Black tar-like fouling material was driving frequent shut-downs and increasing corrosion in the inlet area of a gas plant that processes lean gas with high acid gas content (68%CH4, 20%CO2 and 12%H2S). Analytical work indicated that the nitrogen containing corrosion inhibitor (CI) polymerized with sulfur compounds (polysulfides, elemental sulfur and/or H2S) in a type of a vulcanization process resulting in a hard-to-clean insoluble fouling product. Corrosion testing confirmed the role of the CI in creating this fouling. A customized autoclave testing was designed to include powdered elemental sulfur circulating in the bulk fluid. This allowed for a recreation of the condition in the plant where solid elemental sulfur comes out of solution and fouling occurs. The tests reproduced the tar-like fouling substance in the presence of the incumbent corrosion inhibitor. The data showed that a surfactant (wetting agent) used to keep elemental sulfur from depositing would also protect the steel from elemental sulfur corrosion. Other CIs were tested, but none provided protection at an acceptable dosage level without forming this foulant material.

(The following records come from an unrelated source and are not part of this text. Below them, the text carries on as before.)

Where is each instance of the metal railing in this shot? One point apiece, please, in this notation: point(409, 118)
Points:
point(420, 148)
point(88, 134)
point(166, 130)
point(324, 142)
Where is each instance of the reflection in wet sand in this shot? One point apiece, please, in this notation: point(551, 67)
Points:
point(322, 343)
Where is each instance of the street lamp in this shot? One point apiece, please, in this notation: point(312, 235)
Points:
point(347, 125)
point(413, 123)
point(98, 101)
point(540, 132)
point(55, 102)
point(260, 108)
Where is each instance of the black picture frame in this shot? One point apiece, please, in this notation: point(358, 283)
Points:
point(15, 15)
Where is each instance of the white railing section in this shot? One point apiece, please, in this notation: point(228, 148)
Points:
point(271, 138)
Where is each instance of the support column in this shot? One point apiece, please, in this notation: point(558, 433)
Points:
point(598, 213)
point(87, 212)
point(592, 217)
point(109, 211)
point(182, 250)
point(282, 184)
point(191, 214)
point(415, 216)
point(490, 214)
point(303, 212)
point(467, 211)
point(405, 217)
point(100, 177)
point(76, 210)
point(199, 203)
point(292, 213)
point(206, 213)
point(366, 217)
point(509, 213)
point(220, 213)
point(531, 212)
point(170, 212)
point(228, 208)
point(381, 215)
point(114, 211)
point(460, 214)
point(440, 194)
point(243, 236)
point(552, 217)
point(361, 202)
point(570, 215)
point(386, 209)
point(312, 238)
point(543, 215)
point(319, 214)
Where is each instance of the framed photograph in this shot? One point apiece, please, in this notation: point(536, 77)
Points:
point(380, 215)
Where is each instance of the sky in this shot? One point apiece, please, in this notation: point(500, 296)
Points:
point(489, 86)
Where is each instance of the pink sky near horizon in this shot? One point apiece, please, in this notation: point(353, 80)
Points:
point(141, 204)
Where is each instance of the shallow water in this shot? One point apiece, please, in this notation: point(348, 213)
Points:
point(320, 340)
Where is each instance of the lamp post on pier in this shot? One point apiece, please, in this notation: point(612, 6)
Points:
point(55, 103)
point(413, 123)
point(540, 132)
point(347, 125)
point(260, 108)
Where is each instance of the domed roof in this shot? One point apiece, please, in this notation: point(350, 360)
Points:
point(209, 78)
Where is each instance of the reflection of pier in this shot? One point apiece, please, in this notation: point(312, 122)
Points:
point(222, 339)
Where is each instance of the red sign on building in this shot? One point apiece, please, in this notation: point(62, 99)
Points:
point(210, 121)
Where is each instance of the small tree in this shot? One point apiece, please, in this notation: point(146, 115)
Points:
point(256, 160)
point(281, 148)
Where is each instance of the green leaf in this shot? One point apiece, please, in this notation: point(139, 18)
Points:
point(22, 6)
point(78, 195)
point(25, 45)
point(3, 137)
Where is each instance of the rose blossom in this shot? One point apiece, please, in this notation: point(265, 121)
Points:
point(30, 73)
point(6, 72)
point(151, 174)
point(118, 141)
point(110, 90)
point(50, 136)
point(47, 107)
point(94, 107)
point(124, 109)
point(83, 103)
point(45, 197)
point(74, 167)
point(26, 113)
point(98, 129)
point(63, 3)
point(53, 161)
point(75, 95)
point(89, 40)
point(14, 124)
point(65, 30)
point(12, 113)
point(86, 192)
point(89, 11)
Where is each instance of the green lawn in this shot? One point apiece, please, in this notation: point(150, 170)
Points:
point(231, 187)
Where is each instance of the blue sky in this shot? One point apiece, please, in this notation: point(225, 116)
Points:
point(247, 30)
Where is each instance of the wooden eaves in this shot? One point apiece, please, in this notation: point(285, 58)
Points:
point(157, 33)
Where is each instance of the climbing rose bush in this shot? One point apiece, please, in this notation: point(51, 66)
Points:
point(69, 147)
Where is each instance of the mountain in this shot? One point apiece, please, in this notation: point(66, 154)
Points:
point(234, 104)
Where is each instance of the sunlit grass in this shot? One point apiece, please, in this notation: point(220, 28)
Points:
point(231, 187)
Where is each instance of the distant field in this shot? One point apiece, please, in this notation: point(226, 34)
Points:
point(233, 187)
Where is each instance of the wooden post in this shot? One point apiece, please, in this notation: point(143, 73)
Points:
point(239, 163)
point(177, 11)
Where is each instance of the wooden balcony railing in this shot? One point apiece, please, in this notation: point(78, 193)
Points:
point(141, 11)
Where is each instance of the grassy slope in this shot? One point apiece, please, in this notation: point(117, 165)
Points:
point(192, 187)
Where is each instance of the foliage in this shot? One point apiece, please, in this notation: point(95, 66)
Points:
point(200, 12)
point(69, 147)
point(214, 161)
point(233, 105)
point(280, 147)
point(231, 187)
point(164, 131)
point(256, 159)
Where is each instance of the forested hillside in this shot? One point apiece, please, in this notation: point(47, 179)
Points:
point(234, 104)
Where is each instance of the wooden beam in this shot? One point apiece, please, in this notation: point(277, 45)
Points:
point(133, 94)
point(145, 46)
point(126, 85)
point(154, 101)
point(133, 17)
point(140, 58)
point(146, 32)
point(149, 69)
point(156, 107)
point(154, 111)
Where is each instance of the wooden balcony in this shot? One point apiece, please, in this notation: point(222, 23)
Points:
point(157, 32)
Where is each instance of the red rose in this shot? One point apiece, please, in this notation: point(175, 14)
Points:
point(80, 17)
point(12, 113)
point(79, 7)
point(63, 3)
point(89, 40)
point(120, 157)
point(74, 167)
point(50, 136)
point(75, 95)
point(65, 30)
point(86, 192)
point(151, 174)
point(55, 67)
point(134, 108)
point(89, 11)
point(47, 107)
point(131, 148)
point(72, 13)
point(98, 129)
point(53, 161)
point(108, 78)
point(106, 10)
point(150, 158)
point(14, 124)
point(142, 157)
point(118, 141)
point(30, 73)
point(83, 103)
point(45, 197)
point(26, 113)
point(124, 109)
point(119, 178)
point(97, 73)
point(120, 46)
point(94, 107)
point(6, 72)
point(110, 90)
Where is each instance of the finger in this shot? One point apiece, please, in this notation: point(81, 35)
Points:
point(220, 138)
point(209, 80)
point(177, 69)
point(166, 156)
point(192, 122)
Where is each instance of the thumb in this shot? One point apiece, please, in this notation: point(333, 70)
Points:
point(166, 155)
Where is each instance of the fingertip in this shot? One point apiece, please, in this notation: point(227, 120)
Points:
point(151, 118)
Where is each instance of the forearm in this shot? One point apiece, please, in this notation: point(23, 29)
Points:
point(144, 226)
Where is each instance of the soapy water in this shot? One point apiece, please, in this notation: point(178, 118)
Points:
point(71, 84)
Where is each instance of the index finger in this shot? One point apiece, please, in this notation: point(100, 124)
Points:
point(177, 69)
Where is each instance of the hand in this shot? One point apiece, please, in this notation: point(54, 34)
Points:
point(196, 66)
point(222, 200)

Black tar-like fouling, as seen in Figure 1, in an inlet area heat exchanger would drive shut-down for a gas plant processing highly sour gas consisting mainly of methane (68%) with the balance being acid gases (12% H2S and 20%CO2) and trace compounds. Condensed water is produced throughout the field, while formation water is only produced in part of the field. No liquid hydrocarbons are produced. Besides sales gas, the plant produces elemental sulfur and CO2.
The Inlet Area separates the gas and the water, with some of the water being cooled down for recirculation to the front of the inlet area to help cool the production stream before the gas is processed through a AGRII unit in the Process Area. There are two inlet areas, one for Trains 1&2 and another one for Train 3. The produced water in Train 3 is solely water that has condensed out of the gas, and is therefore low in salinity (100ppm TDS, 120ppm bicarbonate). In contrast, the water in Trains 1&2 includes formation water and the salinity is 20,000ppm TDS and 2,300ppm bicarbonate. The water chemistry for this two water types is further described in Table 1 with the pH representing a degassed sample. Calculated pH at pressure and temperature at the sample location was pH5.7 for Train1&2 and pH4.7 for Train 3. The lower pH in Train 3 is explained with the lower bicarbonate value.